Eupatoria est une ville-station littorale située sur la façade occidentale de la péninsule. Elle constitue un cas exemplaire d’un type de peuplement côtier à la fois très répandu et pourtant encore insuffisamment étudié de manière systématique : celui de la station balnéaire horizontale, dont l’identité urbaine se construit dans la tension entre une bande récréative de façade, tournée vers le rivage, et des quartiers résidentiels de second plan, relégués en arrière.
Il s’agit ici d’analyser le tissu urbain comme un système historique de formes, articulant unités de planification, structure parcellaire, types architecturaux et usages du sol. L’urbanisme écologique fournit, dans cette perspective, les outils nécessaires à l’examen des flux métaboliques de la ville, en particulier des ressources hydriques et bioclimatiques, décisives au sein d’un système littoral.
Quant à l’analytique abductive, elle permet d’élaborer des hypothèses explicatives à partir d’anomalies spatiales observables, sans imposer a priori un cadre théorique déductif. Eupatoria constitue un objet d’analyse particulièrement pertinent pour plusieurs raisons étroitement liées.
Premièrement, elle représente, d’un point de vue morphologique, la station balnéaire criméenne la plus «typique»: configuration côtière plane, promenade rectiligne, poids dominant du complexe sanatorial et thermal dans l’économie urbaine — autant de traits que l’on retrouve dans des dizaines de villes du littoral de la mer Noire et de la mer d’Azov. Or c’est précisément cette typicité qui fait l’intérêt scientifique d’Eupatoria : la compréhension de ses régularités morphologiques permet d’étendre les conclusions à l’ensemble de la catégorie des stations balnéaires littorales planes.

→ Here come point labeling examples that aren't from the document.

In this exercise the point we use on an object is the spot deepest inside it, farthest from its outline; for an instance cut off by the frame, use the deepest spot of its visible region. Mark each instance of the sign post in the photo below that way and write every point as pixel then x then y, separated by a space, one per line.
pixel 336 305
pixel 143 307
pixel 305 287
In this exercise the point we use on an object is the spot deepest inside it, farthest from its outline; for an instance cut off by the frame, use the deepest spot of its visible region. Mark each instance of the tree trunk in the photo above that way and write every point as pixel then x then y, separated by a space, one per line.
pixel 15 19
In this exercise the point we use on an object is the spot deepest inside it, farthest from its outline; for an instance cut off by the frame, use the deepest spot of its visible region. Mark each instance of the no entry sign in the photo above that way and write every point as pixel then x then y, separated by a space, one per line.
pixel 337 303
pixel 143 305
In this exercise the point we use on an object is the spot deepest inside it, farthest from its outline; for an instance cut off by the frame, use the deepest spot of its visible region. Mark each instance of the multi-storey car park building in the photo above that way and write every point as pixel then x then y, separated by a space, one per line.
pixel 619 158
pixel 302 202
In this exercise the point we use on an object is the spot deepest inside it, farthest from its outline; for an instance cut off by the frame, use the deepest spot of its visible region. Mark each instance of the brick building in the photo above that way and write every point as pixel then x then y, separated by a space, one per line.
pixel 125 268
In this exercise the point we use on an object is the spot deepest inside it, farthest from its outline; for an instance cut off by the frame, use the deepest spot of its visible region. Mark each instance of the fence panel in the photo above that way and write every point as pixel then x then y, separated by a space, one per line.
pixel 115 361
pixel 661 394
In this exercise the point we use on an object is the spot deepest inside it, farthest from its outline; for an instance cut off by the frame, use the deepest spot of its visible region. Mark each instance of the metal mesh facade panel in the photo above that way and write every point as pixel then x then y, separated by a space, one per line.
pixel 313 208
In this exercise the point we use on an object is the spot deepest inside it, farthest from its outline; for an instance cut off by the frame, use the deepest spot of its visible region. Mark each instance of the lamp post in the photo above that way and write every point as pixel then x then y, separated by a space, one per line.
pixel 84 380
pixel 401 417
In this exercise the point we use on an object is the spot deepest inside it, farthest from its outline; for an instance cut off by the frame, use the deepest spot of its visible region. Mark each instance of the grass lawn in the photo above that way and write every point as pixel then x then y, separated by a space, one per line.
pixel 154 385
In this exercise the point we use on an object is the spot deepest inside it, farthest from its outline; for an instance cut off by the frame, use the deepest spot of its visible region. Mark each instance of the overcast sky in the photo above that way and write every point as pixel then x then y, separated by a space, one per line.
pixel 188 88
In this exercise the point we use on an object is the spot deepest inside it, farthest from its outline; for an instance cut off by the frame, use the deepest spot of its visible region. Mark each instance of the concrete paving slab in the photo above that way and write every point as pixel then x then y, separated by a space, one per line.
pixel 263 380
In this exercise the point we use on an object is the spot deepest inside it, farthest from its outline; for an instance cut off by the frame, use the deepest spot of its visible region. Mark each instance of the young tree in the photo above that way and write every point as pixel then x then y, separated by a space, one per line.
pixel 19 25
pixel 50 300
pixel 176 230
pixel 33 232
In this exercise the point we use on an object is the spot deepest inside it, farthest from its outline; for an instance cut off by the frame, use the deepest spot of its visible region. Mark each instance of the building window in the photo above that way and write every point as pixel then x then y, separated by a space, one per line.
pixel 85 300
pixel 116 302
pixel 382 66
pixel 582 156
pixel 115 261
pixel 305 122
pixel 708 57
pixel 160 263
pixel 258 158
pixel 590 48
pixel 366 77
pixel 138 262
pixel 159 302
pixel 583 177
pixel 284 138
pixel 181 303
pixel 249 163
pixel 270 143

Deuxièmement, la ville se trouve aujourd’hui soumise à une pression d’investissement et d’aménagement sans précédent. Troisièmement, plusieurs projets d’infrastructure y sont menés simultanément, ouvrant ainsi une fenêtre d’observation particulièrement féconde sur les transformations en cours de l’espace littoral. Enfin, le potentiel historico-culturel de la ville est confirmé par la présence de 182 objets patrimoniaux protégés.
Cet héritage, concentré pour l’essentiel dans le secteur de la Vieille Ville, cristallise une contradiction fondamentale entre les impératifs de protection et les logiques du développement urbain — contradiction que la morphologie plane d’Eupatoria tend à accentuer, sans offrir la possibilité de la résoudre par des mécanismes de ségrégation topographique.